As I began to read this book, I knew immediately what the author was talking about when he describes the "alive feeling" that someone gets while doing something they truly love. I always enjoyed art class in school, but I never did much drawing outside of school. What I did enjoy was writing. Not the process of putting my thoughts on paper, but the act of writing.
I loved the way a pencil gave resistance and the way a pen glides over the paper, creating two different effects in my handwriting.
I used to trace other people's handwriting and then try to recreate it. I would get distracted while taking notes in class because I would be spending too much thought on how my words looked.
I even started training myself to write with my left hand in order to develop yet another style. When I was about fourteen, I got a calligraphy set for Christmas. It wasn't easy for me right away, and I was frustrated at my lack of ability. But I kept practicing. I wrote letters to friends with those pens and used them in my diary for months. I had to think of things to write in order to keep it interesting. I remember copying verses out of the Bible for no reason other than to practice my calligraphy.
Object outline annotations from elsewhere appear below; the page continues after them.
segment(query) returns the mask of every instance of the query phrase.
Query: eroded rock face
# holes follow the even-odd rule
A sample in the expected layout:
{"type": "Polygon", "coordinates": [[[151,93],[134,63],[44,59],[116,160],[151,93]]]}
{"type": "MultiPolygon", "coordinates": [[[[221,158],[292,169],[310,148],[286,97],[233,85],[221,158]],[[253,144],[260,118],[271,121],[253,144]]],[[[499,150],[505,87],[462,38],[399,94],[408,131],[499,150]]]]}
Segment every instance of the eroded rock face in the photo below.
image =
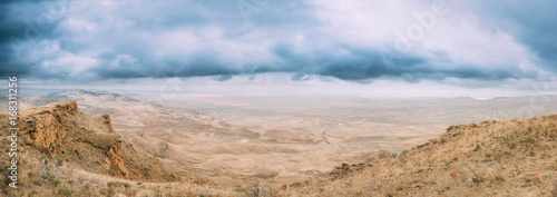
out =
{"type": "Polygon", "coordinates": [[[110,124],[108,115],[91,116],[76,101],[62,101],[23,111],[21,135],[27,145],[46,155],[78,164],[86,170],[117,178],[176,180],[153,157],[138,152],[110,124]]]}

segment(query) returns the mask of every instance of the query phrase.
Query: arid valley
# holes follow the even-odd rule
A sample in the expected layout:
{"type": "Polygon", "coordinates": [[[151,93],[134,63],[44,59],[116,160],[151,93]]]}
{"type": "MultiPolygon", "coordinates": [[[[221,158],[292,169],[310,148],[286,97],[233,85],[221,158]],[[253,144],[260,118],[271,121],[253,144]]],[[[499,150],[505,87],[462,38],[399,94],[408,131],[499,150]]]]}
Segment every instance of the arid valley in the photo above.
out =
{"type": "Polygon", "coordinates": [[[179,177],[236,190],[254,183],[280,188],[326,178],[343,162],[370,164],[400,154],[452,125],[557,111],[554,96],[477,100],[179,95],[162,102],[135,96],[65,90],[27,99],[20,107],[75,100],[81,111],[109,115],[111,127],[137,151],[179,177]]]}

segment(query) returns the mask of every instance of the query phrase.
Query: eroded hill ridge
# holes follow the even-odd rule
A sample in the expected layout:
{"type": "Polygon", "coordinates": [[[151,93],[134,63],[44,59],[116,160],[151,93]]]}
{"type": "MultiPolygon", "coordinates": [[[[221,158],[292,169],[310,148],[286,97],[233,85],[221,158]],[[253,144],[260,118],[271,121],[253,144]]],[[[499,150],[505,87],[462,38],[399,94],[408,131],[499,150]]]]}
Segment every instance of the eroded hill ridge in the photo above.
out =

As I got older and my time became more demanding, I cut back on the amount of time that I spent on my calligraphy. I enjoyed doing it, but I had no real use for the talent, so I let it fall away. For the next ten years, I rarely pulled out the calligraphy set.
After getting married and having four kids, I went through a time of depression. I couldn't seem to pull myself out of it. I went to a doctor and started on an anti-depressant. Within a few weeks I knew that I was feeling better when I had the desire to pull out my calligraphy set. After playing with it for a while, I decided to use my talent to create Christmas presents for my whole family. I used almost every spare minute for the next two months creating those gifts. And for the first time in years, I felt really alive.